180 reviews for:

Ladder of Years

Anne Tyler

3.63 AVERAGE


I just really didn't like the main character, so I was always frustrated with her actions and just didn't care much what happened to her. I thought the premise was intriguing: woman decided to just up and leave her family one day while on their beach vacation and assumes a new life. It just fell flat for me, and I've tried a few Tyler books since The Accidental Tourist and none of them live up to that one.

This is Anne Tyler from beginning to end. It’s a bit slow but I’m a relaxing way. The story feels thin but then the intricacies begin to show up. I couldn’t decide who I cared about and in the end, it was a side character that I truly felt for. The central ones seemed to know how to take care of themselves. All Anne Tyler, like I said.

3.5

I think this would have to be my favorite Tyler. I loved the idea of this woman just running away from it all.

Amazingly this was my first ever Anne Tyler.

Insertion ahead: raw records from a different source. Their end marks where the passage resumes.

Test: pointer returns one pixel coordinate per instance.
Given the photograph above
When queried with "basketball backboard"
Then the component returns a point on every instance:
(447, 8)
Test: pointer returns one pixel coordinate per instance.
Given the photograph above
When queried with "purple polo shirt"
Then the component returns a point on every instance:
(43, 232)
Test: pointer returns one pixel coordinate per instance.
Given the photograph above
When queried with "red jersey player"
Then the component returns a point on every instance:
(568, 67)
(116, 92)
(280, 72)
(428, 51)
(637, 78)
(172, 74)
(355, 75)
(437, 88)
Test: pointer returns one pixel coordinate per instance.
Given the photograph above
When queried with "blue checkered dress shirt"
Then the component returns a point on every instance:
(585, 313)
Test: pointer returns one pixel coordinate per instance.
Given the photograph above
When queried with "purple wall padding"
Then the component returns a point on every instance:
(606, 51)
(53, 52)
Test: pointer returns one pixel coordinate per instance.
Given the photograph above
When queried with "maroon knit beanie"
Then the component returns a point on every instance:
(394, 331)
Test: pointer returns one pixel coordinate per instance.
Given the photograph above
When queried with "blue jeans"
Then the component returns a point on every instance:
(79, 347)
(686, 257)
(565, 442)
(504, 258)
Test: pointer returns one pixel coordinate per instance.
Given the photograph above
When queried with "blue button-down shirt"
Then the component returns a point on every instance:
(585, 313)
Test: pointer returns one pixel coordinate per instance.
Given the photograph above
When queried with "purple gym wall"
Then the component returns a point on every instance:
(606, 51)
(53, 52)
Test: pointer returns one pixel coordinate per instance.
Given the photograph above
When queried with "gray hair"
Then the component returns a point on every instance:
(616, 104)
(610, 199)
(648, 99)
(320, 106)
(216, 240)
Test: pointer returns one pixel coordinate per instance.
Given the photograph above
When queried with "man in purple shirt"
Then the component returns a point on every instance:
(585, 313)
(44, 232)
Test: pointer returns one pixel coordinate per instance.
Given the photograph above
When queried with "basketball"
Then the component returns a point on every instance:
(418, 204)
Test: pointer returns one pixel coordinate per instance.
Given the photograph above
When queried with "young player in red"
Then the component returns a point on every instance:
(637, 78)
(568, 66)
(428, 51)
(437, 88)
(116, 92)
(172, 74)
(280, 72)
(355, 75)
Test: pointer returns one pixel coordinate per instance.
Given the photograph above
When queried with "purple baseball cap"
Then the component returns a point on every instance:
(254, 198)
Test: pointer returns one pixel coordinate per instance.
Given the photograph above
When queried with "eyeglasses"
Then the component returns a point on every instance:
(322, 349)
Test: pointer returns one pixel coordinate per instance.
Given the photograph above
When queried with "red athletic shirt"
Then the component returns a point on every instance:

I was intrigued by the premise and was interested to see how this novel would develop. But actually, I don't think it did! Many of the characters were fairly insipid people and I was disappointed to find that it ended up back where it started!

I stopped reading Anne Tyler some years ago. I recently picked up this novel and thought I'd give her another try. "Ladder of Years" made me remember why I stopped reading Tyler. Her women characters are singularly unlikeable. This novel features a protagonist who walks out on her family, starts a new life elsewhere, and seemed not to learn a thing in the process. It also features her sisters: one is butchily unattractive and new agey, while the other cares only about her own needs and anything having to do with France. Featured as well are a flinty mother in law who is practical and thrifty to the point of being a figure of fun; a middle aged landlady desperate to land a man; an unhinged ex-wife who, like the protagonist, also dumped her family; that woman's sisters, who refuse to accept their polio-stricken father's chance for happiness and good times late in his life; and a bride who runs hot and cold over something fairly trivial, especially considering that she had a long relationship with her intended groom and surely knew what she was getting into before the day of her wedding. All of these female characters were unlikeable. Reading about them was a singularly unpleasant experience.

Adding to the unpleasantness of the read were the numerous loose ends in this book: an affair that never really goes anywhere and then drops out of the plot completely; the relationship between the protagonist and her husband which was as unsatisfying by the end of the novel as it was at the beginning; the protagonist's pattern of dropping in and out of other people's lives, seemingly without a thought of how it might affect them; the author mostly allowing those other characters to not be affected; and a character from one part of the protagonist's life appearing out of the blue in the other part of her life at the end of the novel, for no good reason. The novel read like a rough draft that could have used more development.

A mid-life crisis domestic drama. A woman disappears during a family vacation. Tyler makes Delia's (the protagonist) background a little extreme. Delia has always lived in the same house. The family house is where her father and then her husband have their medical office. Delia has done the office work for them, raised her kids, did end of life care for her father in that same house. She has not ever lived alone. She has not ever worked for anyone other than her father or husband. She accidentally ends up in a small town that she has never visited and establishes a life for herself. She finds that she can be independent. I am not sure why the author has her end up in a domestic family care-taker position.
Anyway her family reacts in some strange ways. And Delia meets interesting people. And the ending was not surprising to me.


Ladder of Years by Anne Tyler (1997)

An interesting and captivating story about a mother making decisions that leads her away from her family and into a new, exciting life...until
she comes back for her daughter's wedding and realizes she will stay with her family

This is one of my favorite books of all time. I first read it when I was way too young to understand most of what was going on, but the pull of this idea that you could just walk away from your life and start a new one was instantly alluring. I haven't reread it since late high school or early college (I only recently found a copy at a thrift store) and while this book is obviously much more complicated than I remember, I still find myself clinging to that initial interpretation. It's not exactly wrong, but there is more to it. I think we all like the idea of being able to start over again though, as impossible as that may be in real life.